Government purchases of large volumes of water in the Lachlan at the height of the drought are the crux of the problem, according to Mr Green.
“The Commonwealth Government now owns 88,000 ML of water in the Lachlan, and together with the NSW Government holdings, approximately 20 per cent of the general security water in the Lachlan is owned by government.”
Mr Green said there is no question that irrigators want a healthy river, and he believes the Water Sharing Plan is already doing a good job for the environment.
Under the Plan 75 per cent of the average annual flow in the river is reserved for the environment, allowing only 25 per cent to be taken for towns, stock and domestic needs and productive use.
“Of course, when there is very little inflow to the system, as occurred during the drought, there is less water for everyone and both the environment and production miss out,” he said.
“That 25 per cent productive share has now been whittled down to 20 per cent as a result of government purchases of water at a time when towns and the local economies throughout the Lachlan Valley needed it most.
“To have so little water available for production is hurting our local economy.
“To add to the pain, the MDBA set the Basin Plan reduction target for the Lachlan at the volume of water that had already been purchased, rather than assessing whether the environmental outcomes could have been met with less water, and therefore less impact on the community.”
Mr Green said that he believes the Lachlan valley is suffering as a result of this untargeted approach, simply focussing on volumes rather than outcomes, and questioned the benefit of the environmental outcomes compared with the economic and social cost to the community.
“In 2015, for example, 48,000 ML was used for environmental watering, and had it been available for agriculture it could have generated an extra $33 million of production in the valley,” Mr Green said.
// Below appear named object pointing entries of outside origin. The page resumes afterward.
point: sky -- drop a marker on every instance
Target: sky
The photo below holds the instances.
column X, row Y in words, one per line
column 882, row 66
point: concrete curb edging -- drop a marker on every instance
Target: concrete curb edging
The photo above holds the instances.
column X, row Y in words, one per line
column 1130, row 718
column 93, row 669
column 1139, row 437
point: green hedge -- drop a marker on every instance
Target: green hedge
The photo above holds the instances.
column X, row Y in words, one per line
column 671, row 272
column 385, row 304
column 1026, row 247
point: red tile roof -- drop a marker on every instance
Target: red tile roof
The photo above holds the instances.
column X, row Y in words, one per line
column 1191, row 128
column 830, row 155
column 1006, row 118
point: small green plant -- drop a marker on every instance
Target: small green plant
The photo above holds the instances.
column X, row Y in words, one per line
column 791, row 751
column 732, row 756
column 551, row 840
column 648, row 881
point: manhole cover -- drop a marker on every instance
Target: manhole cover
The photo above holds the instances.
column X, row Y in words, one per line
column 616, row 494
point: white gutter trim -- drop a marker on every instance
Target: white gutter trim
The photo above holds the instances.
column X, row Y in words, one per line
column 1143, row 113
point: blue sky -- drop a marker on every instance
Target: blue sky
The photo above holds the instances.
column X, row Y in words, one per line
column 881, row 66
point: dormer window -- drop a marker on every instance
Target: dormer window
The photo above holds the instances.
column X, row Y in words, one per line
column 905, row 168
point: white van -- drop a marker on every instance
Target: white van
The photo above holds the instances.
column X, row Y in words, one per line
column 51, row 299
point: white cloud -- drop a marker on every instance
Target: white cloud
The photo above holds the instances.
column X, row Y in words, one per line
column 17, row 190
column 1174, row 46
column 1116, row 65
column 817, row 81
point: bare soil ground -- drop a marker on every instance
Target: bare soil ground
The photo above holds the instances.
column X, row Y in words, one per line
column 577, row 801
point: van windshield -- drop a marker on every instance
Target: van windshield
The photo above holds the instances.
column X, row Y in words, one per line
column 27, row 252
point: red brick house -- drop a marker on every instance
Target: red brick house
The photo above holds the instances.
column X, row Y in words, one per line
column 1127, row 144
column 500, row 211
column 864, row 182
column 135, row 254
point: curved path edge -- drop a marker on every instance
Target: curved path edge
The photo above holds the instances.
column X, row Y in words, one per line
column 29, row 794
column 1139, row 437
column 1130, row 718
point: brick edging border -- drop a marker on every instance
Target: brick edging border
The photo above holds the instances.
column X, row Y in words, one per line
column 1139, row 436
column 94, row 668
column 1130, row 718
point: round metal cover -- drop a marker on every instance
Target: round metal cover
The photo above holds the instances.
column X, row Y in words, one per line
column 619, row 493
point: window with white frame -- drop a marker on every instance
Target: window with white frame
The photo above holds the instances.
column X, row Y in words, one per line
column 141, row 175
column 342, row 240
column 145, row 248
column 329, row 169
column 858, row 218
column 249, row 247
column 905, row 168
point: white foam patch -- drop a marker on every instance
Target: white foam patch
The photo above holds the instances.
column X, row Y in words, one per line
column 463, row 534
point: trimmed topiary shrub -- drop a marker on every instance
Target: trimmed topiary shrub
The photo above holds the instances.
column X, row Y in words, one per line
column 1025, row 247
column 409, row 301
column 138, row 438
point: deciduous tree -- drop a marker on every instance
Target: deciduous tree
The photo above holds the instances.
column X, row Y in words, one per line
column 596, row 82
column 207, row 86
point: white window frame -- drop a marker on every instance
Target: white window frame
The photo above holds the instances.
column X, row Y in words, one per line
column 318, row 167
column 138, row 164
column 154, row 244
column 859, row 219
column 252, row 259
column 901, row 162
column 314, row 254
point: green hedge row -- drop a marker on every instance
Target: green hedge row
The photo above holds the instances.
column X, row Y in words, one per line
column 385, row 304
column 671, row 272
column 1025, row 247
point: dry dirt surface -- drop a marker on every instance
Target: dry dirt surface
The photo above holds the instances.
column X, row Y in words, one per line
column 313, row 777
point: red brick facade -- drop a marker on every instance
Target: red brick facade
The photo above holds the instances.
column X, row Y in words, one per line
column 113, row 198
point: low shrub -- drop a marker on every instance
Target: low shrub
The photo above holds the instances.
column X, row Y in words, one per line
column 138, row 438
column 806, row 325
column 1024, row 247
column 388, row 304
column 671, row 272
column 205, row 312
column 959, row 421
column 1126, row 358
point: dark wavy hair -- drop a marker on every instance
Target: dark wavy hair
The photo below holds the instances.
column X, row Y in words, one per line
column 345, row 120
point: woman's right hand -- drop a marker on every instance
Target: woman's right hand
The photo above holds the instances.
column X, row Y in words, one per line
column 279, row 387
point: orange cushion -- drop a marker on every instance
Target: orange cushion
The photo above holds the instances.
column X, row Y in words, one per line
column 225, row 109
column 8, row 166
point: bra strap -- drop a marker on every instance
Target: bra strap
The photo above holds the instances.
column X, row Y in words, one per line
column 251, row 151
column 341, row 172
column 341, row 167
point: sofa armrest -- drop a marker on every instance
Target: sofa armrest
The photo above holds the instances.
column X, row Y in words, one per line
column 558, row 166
“There have now been five years where there has been some environmental watering and I think we really need to question how much additional benefit has been achieved from this watering over and above what the Water Sharing Plan would have delivered.”
“The Lachlan is a terminal system, it does not flow into the Murray River, so water purchased in this valley cannot contribute to downstream outcomes.
“We want the Basin Plan to deliver a better balance between the environment and the economy in our valley.
“We are calling for a review of the Commonwealth water purchases and the environmental benefits that are being obtained over and above what is already being achieved by our current Water Sharing Plan,” he added.